Content of three key organic acids in the TCA cycle (citrate, ketoglutarate, and oxaloacetate) was also elevated in leaves of perennial ryegrass treated with Asp under heat stress (Figure 9), further suggesting the activation of the TCA cycle for respiratory metabolism. Exogenous application of citrate enhanced tall fescue’s heat resistance and antioxidant capacity [22]. An accumulation of oxaloacetate in the roots of eggplant (Solanum melongena) [23] was associated with tolerance to iron stress [24]. The content of α-ketoglutarate significantly increased relative to cadmium tolerance in bermudagrass (Cynodon dactylon). Results of the current study indicate that exogenous application of Asp could promote the accumulation of citrate, α-ketoglutarate, and oxaloacetate, improving the function of the TCA cycle and influencing leaf respiration under heat stress for enhancement of heat tolerance in perennial ryegrass.
Several nucleotides (uracil, UMP, guanosine, and thymine) involved in pyrimidine metabolism also increased in response to Asp application in perennial ryegrass under heat stress (Figure 9). Uracil and UMP are associated with RNA synthesis [25]. The content of uracil has been shown to significantly decrease in soybean (Glycine max) subjected to heat or drought stress [26]. Mutants of UMP kinase became more sensitive to cold stress in rice (O. sativa), as manifested by a reduction in Chl content and photosynthesis [27]. Thymine and guanosine are important components of DNA, and it has been exhibited that thymine has a positive effect on drought tolerance of wheat (Triticum aestivum), as drought-tolerant cultivars had a higher level of thymine than that of drought-sensitive cultivars [28,29]. The increased content of uracil, UMP, guanosine, and thymine by Asp could enhance pyrimidine metabolism in perennial ryegrass under heat stress, which may contribute to the maintenance of RNA and DNA synthesis, supporting plant growth and defense against heat stress.
In summary, this study demonstrated that exogenous application of Asp effectively enhanced heat tolerance in perennial ryegrass, as manifested by increased Chl content, cell membrane stability, and activation of the SOD and CAT antioxidant pathways for eliminating oxidative damage caused by ROS under heat stress. Asp-mediated enhancement of heat tolerance could involve the up-regulation or activation of amino acid and organic acid metabolism in the TCA pathway of respiration, as well as pyrimidine metabolism. Further studies may investigate whether Asp could serve as a signaling molecule or biomarker for identifying candidate genes associated with Asp-mediated regulation of those metabolic pathways for improving plant tolerance to heat stress and other abiotic stresses.
4. Materials and Methods
4.1. Plant Materials and Growth
Perennial ryegrass (cv. ‘Pinnacle’) seedlings were grown in 10-cm-long plastic pots (diameter 20 cm) stuffed with 1:1 sand-soil (v/v). The seedlings were cultivated in the greenhouse at Rutgers University for 60 d at 24/19 °C (day/night) under natural solar irradiation and supplemental sodium lights of ~760 µmol m−2·s−1 photosynthetically active radiation (PAR) at canopy level. During this 60-d period, the plants were fertilized slightly with 1/2 Hoagland’s solution [30] and irrigated every two days. The plants were clipped once per week and kept at a canopy height of 8–9 cm. After the 60 d, the plants were removed to artificial climate chambers (Chagrin Falls, OH, USA) at 25/20 °C (day/night) and 14-h PAR each day at 650 µmol m−2·s−1.

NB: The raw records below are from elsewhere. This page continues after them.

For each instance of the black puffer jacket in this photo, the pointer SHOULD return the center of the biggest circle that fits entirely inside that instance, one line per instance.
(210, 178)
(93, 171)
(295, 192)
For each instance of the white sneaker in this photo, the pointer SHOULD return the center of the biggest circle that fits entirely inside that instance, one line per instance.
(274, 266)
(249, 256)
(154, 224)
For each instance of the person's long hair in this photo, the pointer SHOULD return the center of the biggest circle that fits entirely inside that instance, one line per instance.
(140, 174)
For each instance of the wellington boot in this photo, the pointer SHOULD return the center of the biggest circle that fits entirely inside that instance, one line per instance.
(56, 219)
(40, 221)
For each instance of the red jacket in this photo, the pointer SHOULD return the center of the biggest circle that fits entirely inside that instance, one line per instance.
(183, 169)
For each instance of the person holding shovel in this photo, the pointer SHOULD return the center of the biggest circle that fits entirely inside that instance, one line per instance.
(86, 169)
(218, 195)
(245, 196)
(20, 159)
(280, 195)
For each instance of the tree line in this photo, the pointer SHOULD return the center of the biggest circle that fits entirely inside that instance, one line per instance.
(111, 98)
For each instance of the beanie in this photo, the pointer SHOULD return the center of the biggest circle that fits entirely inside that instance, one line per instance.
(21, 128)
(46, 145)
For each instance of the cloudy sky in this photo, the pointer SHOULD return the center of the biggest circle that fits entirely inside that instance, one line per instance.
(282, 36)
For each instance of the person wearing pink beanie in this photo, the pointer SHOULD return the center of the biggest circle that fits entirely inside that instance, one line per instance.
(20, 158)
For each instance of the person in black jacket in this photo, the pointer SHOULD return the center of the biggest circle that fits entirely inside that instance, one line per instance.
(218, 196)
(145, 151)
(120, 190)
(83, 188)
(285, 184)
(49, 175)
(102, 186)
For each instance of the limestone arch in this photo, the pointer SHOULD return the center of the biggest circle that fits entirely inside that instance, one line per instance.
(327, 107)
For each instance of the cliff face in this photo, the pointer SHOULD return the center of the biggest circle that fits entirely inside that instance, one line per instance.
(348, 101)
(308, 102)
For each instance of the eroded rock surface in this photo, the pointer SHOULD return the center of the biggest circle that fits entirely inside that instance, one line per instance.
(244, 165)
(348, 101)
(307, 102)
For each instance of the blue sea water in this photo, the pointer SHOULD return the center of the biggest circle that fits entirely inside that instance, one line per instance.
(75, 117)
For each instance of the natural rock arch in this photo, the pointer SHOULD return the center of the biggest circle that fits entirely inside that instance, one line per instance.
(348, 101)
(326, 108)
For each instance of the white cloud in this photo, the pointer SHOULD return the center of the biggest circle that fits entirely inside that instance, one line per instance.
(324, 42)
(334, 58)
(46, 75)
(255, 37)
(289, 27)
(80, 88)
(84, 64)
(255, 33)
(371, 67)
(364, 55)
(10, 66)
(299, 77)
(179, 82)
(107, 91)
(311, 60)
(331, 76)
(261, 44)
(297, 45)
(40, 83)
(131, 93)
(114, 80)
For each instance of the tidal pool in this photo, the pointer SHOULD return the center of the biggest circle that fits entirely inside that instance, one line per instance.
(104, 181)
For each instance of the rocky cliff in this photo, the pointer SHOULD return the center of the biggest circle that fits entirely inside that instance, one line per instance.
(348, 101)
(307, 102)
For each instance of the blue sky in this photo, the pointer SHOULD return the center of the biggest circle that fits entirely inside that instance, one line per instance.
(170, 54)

4.2. Experimental Design and Treatments
A 2 mM Asp solution or water (control) was adopted as a foliar spray to the plants exposed to two temperature treatments (non-stress and heat stress) on the day prior to the treatment and then every 7 d during stress treatment. The control and heat treatment temperatures were 25/20 and 35/30 °C (day/night), respectively. The Asp concentration of 2 mM was selected as the optimally effective rate based on a preliminary screening experiment in which 0.1, 1, 2, 5, 10, and 15 mM Asp were foliar-applied weekly to perennial ryegrass, which was exposed to 20 d of heat stress at 35/30 °C (day/night). In the 20 d of heat stress, plants treated with 2 mM Asp produced significantly more tillers than the untreated control (9 vs. 6 tillers per plant).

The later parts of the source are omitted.